Be careful about what you log. You often need enough detail for incident response and debugging, but storing full prompts and retrieved documents can create compliance and privacy liabilities. Use tiered logging: default to minimal logs, and allow privileged, time-bounded “debug capture” with approvals. Ensure logs are immutable (append-only), access-controlled, and retained per policy.

Vendor risk is also part of compliance readiness. Document your model provider and third-party services: data usage terms (training opt-out), data residency, encryption, sub-processors, and breach notification commitments. If you use hosted embeddings or rerankers, they are data processors too. Create a vendor checklist and keep artifacts (DPAs, SOC 2 reports, pen test summaries) linked to the system design.

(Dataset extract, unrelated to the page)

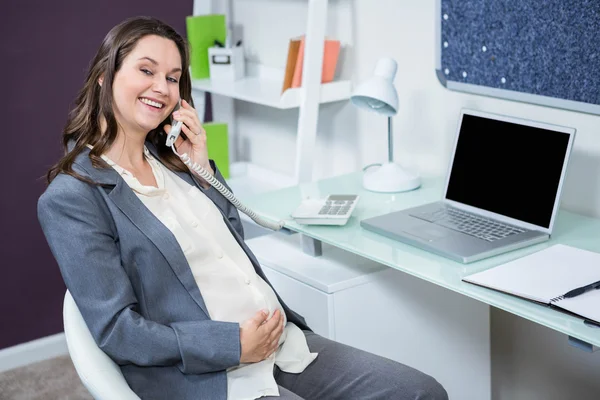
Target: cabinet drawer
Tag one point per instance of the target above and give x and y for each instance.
(315, 306)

Common mistake: treating evaluation datasets and incident transcripts as “not production,” then storing sensitive content without controls. Practical outcome: an audit log schema, a compliance evidence folder in your repo (policies, diagrams, vendor docs), and a runbook showing how to reconstruct an event from trace IDs during an investigation.

Section 5.6: Reliability: rate limits, graceful degradation, and fallbacks

Section 5.6: Reliability: rate limits, graceful degradation, and fallbacks

Reliability is security’s cousin: a system that fails unpredictably becomes a safety risk and a business risk. Define explicit SLOs for your LLM app, such as availability, p95 latency, and “successful task completion rate.” Tie these to user journeys (answering a question, drafting an email, submitting a tool action) rather than only infrastructure metrics.

Design for rate limits and quota volatility. Implement client- and server-side throttling, backoff, and queueing for bursty workloads. Prefer asynchronous patterns for heavy tasks (document ingestion, large RAG queries, long tool chains) and provide user feedback (job status) rather than blocking until timeouts. Cache where safe: embeddings, retrieval results, and even model outputs for deterministic prompts, but ensure caches are tenant-scoped and respect authorization.

Graceful degradation is your main production lever. Decide what happens when the model is down, the vector DB is slow, or a tool API fails. Options include: return a best-effort answer without tool actions; fall back from RAG to a “no-citations” mode with a clear disclaimer; switch to a smaller/cheaper model; or route to a human review queue for high-risk actions. Build circuit breakers so failing dependencies do not cascade.

Common mistake: treating “model error” as a single retry loop. Retries can amplify outages and cost. Use bounded retries with jitter, and emit structured error codes that your monitoring can alert on. Practical outcome: a reliability plan with SLOs, dashboards (latency, token usage, tool failure rates), release gates informed by evaluation results, and a fallback matrix documenting exactly what users experience under each failure mode.

Chapter milestones
  • Threat-model the system and identify highest-risk paths
  • Design access controls, secrets handling, and data minimization
  • Implement defenses for injection and untrusted content
  • Plan incident response, auditability, and compliance evidence
  • Define SLOs, monitoring, and reliability practices for production
Chapter quiz

1. Why does Chapter 5 argue that security and reliability become primary product requirements when moving from a demo to an enterprise LLM deployment?

Show answer
Correct answer: Because an LLM system is an end-to-end pipeline with multiple hops where each hop introduces risk and failure modes
The chapter emphasizes that the system includes inputs, tool/data access, and outputs—each step can introduce exposure, leakage, manipulation, compliance gaps, and brittleness under load.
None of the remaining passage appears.